In total, projects announced Thursday would add 423 beds to the system in the Halifax Regional Municipality.
Along with the work at the Halifax Infirmary, officials announced plans to expand the emergency department at the Dartmouth General Hospital and spend $13.9 million to buy the East Coast MediCenter Building, home of Scotia Surgery. The province has a partnership with the private clinic in Dartmouth to perform certain surgeries.
There are also plans to expand the Cobequid Community Health Centre in Lower Sackville, adding a site on adjacent property owned by the province to create 36 in-patient beds where right now there are none. The emergency department there will also be assessed for expansion or replacement.
“Nova Scotians,” Houston told reporters, “deserve better than to be told to wait a decade or more. That’s not good enough for them, and it’s not good enough for me.”
And yet, it all still felt like another Hail Mary pass into the Grand Canyon of healthcare crises.
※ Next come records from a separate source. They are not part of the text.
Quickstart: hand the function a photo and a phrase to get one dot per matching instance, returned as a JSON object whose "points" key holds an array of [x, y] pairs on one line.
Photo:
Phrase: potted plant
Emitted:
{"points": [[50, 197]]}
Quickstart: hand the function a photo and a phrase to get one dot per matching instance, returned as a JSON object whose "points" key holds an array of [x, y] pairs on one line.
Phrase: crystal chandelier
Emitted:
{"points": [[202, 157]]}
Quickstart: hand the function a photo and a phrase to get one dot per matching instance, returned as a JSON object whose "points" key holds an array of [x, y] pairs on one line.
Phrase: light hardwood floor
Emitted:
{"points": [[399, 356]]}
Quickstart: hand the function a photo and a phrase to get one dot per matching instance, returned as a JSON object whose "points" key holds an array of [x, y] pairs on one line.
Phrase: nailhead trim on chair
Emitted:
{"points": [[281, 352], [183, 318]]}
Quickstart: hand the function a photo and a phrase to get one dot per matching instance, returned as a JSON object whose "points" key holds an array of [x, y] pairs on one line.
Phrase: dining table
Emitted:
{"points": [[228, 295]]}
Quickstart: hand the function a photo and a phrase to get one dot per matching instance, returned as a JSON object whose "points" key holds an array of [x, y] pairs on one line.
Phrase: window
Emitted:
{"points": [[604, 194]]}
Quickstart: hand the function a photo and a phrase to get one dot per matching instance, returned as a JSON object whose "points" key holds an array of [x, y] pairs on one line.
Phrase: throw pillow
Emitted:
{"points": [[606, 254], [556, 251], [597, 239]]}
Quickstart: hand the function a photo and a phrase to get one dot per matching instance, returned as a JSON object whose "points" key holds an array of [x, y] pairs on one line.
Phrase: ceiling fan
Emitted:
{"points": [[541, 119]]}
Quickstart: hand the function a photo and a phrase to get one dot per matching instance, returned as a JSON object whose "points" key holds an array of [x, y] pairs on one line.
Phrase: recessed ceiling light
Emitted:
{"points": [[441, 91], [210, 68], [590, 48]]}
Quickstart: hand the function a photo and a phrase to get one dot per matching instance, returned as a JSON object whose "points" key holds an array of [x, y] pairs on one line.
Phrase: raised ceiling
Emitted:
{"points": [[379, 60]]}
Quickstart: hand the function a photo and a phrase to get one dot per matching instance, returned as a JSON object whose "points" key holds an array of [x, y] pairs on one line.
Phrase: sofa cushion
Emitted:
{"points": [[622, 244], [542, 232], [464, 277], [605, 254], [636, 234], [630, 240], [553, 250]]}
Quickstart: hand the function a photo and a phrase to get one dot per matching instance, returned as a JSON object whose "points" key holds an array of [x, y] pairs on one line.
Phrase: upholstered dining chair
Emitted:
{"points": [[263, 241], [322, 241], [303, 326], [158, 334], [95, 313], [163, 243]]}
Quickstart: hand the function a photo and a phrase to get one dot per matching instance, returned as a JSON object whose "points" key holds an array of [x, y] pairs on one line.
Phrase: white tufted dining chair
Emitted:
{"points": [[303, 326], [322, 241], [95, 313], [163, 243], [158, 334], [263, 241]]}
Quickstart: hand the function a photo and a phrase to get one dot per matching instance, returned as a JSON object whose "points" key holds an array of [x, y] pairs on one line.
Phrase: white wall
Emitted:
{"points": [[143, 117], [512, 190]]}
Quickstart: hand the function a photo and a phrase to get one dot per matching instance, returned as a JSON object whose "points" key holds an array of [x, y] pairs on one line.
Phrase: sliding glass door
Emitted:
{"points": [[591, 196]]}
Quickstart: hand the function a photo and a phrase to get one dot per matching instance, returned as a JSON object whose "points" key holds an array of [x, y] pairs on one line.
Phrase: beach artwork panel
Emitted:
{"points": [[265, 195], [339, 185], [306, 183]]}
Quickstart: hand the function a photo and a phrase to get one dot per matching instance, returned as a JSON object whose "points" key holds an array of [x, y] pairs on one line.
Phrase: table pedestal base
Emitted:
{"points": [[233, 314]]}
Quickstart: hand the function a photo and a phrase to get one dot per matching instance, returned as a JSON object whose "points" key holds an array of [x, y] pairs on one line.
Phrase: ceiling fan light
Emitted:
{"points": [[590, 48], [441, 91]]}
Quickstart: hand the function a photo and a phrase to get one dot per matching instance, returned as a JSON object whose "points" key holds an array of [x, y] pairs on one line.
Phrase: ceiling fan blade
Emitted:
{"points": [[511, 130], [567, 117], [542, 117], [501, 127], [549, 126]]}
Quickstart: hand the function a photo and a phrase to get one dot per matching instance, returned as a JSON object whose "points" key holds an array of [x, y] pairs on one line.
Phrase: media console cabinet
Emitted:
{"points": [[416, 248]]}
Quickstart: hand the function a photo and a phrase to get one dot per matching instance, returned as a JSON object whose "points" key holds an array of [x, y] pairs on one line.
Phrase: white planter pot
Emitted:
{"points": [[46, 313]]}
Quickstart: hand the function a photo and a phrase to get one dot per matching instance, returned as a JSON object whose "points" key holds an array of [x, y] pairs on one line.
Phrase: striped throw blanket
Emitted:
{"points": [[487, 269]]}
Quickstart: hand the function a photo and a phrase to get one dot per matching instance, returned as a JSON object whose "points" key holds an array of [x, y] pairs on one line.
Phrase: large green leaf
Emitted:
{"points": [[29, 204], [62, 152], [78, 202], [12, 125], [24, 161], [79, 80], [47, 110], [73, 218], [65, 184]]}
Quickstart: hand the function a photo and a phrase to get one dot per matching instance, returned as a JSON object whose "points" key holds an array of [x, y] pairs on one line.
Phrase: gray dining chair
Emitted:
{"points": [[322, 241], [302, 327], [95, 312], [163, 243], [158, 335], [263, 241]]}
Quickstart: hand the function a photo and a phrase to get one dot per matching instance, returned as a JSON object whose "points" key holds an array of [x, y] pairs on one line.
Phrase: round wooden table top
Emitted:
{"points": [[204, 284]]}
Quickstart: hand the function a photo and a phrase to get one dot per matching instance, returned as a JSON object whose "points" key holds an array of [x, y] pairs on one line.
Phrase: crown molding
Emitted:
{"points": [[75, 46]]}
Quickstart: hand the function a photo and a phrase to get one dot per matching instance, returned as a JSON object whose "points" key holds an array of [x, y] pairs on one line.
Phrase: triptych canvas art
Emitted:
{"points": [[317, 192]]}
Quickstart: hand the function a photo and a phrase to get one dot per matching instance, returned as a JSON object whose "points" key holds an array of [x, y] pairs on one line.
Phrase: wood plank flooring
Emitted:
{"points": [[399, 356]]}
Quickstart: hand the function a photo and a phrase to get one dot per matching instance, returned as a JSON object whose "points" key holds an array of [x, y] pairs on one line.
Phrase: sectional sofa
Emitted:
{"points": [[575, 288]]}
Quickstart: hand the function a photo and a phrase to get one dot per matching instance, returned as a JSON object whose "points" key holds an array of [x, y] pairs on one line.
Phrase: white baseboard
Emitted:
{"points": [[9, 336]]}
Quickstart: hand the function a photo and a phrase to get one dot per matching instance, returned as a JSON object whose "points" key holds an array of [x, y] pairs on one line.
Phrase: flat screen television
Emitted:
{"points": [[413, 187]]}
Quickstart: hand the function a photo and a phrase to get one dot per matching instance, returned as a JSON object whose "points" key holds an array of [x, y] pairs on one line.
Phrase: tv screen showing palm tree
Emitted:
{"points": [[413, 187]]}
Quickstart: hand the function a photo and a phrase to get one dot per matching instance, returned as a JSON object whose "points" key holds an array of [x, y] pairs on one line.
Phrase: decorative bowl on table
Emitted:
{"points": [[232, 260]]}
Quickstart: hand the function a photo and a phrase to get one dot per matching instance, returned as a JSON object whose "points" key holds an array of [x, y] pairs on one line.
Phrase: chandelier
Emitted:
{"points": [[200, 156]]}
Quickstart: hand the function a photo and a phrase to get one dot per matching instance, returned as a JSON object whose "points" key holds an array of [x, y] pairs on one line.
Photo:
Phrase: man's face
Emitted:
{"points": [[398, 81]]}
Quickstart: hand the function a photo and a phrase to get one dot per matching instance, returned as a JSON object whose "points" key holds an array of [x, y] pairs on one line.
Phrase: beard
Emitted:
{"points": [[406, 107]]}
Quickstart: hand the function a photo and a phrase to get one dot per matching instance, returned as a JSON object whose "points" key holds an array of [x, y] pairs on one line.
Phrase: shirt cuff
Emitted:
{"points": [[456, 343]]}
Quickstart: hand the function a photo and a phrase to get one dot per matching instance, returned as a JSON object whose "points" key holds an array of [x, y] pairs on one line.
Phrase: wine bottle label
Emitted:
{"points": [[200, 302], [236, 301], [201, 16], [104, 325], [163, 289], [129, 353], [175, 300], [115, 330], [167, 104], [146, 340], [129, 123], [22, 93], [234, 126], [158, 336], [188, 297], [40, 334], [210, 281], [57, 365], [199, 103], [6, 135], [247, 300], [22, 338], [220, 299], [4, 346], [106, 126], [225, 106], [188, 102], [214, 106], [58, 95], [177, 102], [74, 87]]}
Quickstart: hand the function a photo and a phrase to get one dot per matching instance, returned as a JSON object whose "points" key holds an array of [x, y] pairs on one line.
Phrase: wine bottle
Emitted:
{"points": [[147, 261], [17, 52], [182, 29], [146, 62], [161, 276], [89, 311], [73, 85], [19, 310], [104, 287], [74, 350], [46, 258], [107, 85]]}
For starters, Houston is continuing with the discredited Liberal plan to make the public health project a public-private partnership. You don’t have to look far — Nova Scotia’s schools — to see how badly that has worked for taxpayers in the past, or to have questions about the lack of transparency and accountability in the hospital plan.
To make matters worse, there isn’t even a second bidder for the Infirmary project; we will be at the mercy of a private sector that inevitably does very well by P-3 projects.
And worse than worse, Houston, the accountant, says he doesn’t know how much any of this will cost and, frankly, my dear, he doesn’t give a damn.
“We’re not trying to save money on health care,” he offered when asked about costs. “We’re trying to get it right. Whatever it costs, it will cost. We’re going to get it done.”
While many of us will sympathize with that sentiment, we also know how quickly political leaders can pivot from let’s-get-it-done to hold-on-not-so-fast-not-so-much.
Usually, it just takes one election cycle.
The cynical realist in me sees Tim Houston campaigning for re-election in 2025 on the basis of hopeful shovels in the ground rather than actual beds in the wards.
Let me finish the job, he will tell us.
If he wins, he will have to deal with a multi-billion-dollar, no longer un-costed bill of sale. Since he won’t have ever tackled the real elephant in the room — the unfair and unequal tax system that starves public services so corporations and the wealthy can benefit — he will, as politicians before him, discover fiscal prudence, we can’t afford that, remember the debt, our credit rating, and, and, and…
We’ve been here before. And, it seems, we will be again.